Adam Dunlap, Carlos López, Cláudio Carvalho, Elena Reshetova, Huibo Wang, James Bottomley, Joerg Roedel, Nicolai Stange, Oliver Steffen, Roy Hopkins, Stefano Garzarella, Vasant Karasulli
- Joerg Roedel plans to merge the vTPM code into the kernel.
- Cláudio Carvalho will address minor code review comments and test the updated TPM driver.
- Discussion about whether to compile vTPM code into the kernel or have a separate binary with configuration options.
- Consensus is to for now have different IGVM files for different configurations and potentially separate binaries depending on Cloud Service Provider (CSP) needs.
- Joerg Roedel proposes creating a document to define a secure measurement architecture for early attestation in the SVSM.
- Volunteers include Stefano Garzarella, Roy Hopkins, Cláudio Carvalho, Elena Reshetova and potentially others.

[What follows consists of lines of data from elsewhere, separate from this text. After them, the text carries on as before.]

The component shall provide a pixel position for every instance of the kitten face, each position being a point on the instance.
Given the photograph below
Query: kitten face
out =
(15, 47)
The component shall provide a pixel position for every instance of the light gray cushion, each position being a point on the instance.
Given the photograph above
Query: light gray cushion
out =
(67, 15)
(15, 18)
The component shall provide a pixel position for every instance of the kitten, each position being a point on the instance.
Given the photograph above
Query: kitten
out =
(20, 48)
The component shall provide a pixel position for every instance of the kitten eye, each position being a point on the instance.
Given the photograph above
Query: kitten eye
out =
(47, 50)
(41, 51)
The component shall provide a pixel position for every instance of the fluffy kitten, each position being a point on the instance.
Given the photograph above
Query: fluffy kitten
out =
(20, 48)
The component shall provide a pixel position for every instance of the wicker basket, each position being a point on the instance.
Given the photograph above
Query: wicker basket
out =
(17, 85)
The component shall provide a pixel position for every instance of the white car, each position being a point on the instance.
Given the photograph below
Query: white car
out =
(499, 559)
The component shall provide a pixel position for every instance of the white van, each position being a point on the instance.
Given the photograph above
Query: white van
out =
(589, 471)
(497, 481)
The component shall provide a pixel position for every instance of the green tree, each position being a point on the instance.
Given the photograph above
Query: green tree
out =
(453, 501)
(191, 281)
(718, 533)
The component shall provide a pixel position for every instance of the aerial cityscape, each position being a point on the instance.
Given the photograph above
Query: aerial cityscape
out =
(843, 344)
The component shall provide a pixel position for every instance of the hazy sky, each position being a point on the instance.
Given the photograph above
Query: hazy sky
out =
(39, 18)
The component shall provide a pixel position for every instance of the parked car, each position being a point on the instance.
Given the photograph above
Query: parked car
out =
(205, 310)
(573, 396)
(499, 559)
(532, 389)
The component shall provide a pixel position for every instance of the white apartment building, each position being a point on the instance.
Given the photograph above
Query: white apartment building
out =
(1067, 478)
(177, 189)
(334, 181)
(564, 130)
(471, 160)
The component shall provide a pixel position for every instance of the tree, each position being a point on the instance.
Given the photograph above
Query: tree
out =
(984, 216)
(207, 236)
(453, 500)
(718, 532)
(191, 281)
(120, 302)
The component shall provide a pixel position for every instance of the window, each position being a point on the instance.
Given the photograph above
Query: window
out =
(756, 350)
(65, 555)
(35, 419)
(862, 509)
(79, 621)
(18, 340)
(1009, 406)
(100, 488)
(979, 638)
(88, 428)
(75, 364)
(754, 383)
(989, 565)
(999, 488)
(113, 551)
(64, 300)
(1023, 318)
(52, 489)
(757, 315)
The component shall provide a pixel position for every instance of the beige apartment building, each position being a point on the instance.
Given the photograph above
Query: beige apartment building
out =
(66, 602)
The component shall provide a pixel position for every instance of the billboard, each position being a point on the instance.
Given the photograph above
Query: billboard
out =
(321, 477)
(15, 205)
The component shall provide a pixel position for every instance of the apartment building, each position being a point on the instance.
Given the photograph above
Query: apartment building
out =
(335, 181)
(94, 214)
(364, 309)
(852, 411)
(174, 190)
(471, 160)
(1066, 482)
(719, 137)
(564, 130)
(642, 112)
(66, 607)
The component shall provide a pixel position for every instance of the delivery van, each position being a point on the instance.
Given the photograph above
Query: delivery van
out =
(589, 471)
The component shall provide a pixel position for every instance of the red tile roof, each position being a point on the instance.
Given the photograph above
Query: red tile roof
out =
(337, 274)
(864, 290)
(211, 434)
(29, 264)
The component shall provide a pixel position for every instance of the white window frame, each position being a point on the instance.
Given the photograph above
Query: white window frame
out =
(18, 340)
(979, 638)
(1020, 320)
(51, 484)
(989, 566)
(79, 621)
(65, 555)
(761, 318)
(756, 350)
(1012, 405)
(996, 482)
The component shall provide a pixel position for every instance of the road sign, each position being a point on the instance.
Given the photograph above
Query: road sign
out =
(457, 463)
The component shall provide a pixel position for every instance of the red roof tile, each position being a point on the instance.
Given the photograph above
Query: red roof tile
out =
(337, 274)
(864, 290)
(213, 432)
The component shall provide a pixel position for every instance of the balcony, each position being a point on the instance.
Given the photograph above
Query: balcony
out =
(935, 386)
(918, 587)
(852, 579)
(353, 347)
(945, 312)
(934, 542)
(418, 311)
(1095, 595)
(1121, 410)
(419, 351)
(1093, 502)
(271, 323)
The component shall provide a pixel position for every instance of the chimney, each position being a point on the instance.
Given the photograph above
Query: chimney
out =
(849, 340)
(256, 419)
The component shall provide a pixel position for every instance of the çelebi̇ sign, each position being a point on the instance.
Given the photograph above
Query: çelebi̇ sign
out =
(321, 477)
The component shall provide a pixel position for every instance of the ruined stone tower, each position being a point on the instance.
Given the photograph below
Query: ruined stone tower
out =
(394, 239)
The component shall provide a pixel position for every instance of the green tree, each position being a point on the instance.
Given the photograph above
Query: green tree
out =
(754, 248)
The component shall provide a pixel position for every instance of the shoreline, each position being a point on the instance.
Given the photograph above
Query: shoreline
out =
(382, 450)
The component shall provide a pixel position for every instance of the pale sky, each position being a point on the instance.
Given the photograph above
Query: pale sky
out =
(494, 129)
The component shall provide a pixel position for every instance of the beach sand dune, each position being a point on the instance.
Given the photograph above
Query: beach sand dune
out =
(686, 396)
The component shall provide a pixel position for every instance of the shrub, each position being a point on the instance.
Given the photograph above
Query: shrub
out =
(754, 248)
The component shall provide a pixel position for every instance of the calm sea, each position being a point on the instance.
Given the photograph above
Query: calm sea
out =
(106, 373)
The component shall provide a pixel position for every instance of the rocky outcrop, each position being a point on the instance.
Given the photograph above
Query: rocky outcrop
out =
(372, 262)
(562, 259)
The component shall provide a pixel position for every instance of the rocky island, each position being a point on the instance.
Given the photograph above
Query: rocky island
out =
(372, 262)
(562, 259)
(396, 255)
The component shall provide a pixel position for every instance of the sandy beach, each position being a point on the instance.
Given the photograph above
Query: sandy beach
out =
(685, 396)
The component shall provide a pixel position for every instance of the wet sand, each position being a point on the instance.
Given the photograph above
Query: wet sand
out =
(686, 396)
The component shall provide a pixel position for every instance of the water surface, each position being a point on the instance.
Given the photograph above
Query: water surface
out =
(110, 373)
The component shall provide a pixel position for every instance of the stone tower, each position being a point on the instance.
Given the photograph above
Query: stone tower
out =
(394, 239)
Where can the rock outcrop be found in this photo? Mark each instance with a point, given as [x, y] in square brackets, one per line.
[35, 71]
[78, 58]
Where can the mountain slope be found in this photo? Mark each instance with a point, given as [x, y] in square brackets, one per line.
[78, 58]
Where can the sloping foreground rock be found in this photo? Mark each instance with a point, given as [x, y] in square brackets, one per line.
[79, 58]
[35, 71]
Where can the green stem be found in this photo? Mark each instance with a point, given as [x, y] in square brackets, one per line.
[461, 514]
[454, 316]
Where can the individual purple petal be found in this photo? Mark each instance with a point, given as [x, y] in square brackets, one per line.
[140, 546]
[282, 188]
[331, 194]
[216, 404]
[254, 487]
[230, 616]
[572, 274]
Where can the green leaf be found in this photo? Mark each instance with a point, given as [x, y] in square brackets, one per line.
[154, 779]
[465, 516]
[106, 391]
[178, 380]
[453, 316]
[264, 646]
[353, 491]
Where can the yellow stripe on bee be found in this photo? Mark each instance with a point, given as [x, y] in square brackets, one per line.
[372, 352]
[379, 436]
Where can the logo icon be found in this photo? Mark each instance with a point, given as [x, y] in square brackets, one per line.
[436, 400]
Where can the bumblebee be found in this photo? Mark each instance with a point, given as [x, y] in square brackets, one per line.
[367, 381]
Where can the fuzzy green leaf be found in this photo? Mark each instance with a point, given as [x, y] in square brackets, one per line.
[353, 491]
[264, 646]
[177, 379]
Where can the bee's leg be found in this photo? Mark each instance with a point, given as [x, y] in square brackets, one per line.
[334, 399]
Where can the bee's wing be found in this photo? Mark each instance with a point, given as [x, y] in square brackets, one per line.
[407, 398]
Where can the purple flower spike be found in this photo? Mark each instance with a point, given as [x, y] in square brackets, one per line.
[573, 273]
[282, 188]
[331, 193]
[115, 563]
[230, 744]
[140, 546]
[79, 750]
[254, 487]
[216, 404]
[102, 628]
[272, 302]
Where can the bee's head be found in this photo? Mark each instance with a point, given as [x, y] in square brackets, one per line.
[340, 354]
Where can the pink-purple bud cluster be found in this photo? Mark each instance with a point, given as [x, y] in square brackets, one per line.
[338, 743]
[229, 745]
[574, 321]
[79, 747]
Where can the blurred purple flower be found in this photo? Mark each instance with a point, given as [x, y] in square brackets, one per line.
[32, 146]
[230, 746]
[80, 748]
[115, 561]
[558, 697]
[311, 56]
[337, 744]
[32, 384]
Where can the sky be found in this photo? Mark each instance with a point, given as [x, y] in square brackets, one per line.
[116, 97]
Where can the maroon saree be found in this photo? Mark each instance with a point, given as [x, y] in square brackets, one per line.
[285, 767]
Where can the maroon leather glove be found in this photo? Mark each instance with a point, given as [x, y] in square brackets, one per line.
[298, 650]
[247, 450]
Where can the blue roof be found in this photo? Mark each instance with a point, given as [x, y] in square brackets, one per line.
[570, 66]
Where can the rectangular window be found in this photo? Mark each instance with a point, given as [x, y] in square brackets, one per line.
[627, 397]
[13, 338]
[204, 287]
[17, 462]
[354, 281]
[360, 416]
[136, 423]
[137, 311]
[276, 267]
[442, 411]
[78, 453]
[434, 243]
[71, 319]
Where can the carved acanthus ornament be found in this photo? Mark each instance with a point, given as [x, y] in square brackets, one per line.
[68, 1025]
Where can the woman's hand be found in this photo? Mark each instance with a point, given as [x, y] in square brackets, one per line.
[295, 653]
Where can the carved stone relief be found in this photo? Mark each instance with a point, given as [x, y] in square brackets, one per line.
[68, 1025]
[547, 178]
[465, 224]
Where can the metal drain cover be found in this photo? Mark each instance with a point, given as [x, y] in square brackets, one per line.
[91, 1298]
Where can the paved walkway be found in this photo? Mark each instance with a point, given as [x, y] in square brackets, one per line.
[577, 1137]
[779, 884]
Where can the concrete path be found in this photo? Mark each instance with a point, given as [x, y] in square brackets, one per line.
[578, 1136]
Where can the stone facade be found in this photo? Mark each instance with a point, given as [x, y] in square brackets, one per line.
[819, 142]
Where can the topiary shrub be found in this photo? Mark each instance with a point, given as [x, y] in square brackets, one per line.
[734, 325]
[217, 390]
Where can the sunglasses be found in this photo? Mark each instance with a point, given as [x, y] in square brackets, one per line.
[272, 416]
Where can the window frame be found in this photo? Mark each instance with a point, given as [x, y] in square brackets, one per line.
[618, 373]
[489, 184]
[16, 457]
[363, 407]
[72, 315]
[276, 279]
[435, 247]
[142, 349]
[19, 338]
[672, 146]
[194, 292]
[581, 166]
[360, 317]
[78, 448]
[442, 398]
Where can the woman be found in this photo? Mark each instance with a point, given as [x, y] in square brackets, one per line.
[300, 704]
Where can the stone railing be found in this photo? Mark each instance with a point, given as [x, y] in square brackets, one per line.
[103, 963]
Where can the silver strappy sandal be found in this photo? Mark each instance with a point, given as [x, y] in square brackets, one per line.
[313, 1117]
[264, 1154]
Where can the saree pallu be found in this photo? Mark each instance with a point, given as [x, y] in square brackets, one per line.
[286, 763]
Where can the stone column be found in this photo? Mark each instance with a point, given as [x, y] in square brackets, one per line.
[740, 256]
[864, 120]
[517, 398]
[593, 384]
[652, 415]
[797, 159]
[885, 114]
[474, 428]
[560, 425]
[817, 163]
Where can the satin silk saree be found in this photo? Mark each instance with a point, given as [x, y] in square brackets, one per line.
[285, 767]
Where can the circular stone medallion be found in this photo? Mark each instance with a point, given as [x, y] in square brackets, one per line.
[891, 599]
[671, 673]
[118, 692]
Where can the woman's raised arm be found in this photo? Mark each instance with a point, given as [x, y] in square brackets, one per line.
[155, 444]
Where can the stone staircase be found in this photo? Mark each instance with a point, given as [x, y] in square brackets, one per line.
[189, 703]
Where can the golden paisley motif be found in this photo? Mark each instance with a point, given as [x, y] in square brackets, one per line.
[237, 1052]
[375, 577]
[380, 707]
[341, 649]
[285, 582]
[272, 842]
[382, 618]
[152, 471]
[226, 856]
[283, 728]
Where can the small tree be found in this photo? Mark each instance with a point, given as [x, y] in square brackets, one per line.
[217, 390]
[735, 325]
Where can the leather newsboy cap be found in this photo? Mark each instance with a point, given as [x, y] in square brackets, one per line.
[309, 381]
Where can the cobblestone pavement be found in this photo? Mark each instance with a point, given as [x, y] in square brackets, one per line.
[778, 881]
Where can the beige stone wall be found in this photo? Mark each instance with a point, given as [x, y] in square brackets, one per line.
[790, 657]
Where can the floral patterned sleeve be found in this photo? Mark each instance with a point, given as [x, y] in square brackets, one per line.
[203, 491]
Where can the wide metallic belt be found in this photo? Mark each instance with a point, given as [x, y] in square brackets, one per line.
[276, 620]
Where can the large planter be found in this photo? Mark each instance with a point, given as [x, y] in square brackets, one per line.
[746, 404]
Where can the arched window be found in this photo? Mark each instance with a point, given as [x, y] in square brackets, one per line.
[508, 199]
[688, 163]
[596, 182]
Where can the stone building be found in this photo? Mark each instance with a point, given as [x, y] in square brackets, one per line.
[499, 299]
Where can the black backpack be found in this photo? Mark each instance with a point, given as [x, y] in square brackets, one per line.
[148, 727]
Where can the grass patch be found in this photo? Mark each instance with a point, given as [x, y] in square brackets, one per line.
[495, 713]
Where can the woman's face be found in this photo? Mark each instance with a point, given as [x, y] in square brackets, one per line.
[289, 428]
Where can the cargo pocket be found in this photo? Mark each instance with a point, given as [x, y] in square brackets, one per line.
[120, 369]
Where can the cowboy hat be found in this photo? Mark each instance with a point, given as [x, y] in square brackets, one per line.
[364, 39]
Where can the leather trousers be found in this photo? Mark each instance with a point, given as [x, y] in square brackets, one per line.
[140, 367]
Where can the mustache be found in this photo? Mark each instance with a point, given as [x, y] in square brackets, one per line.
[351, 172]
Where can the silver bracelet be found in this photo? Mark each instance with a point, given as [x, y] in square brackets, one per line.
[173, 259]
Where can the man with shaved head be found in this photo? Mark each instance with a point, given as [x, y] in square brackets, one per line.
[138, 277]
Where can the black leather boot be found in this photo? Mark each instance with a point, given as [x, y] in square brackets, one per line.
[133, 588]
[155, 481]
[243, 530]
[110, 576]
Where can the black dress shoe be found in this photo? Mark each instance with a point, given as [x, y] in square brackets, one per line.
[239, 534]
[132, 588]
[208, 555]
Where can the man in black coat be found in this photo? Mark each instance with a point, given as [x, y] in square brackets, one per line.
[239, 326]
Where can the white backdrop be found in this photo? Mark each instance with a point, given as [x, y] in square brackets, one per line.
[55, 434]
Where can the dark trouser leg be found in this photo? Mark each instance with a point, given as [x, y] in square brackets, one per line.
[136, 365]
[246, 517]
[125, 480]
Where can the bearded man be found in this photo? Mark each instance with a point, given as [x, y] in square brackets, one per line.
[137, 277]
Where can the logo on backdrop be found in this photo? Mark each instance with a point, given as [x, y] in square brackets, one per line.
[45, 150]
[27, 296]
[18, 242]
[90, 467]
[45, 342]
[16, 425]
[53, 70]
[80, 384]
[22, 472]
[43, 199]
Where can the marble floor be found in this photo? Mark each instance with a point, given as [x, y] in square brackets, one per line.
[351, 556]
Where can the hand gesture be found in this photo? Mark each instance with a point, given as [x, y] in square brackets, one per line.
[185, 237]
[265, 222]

- The document will focus on:
- Threat model and what needs protection
- Early key injection into the SVSM from an external, trusted source
- Communication between guest VMs and the KBS (Key Broker Service) or attestation service
- Discussion about using a generic interface for the guest VM to communicate with the hypervisor and whether the SVSM needs to be involved.
- Need to consider different attestation service options.
- There are open questions about how to securely provision identities and secrets in VMs.
- Joerg Roedel received approval from SUSE to move forward.
- Some open questions need to be resolved, but onboard can probably be completed in the next weeks.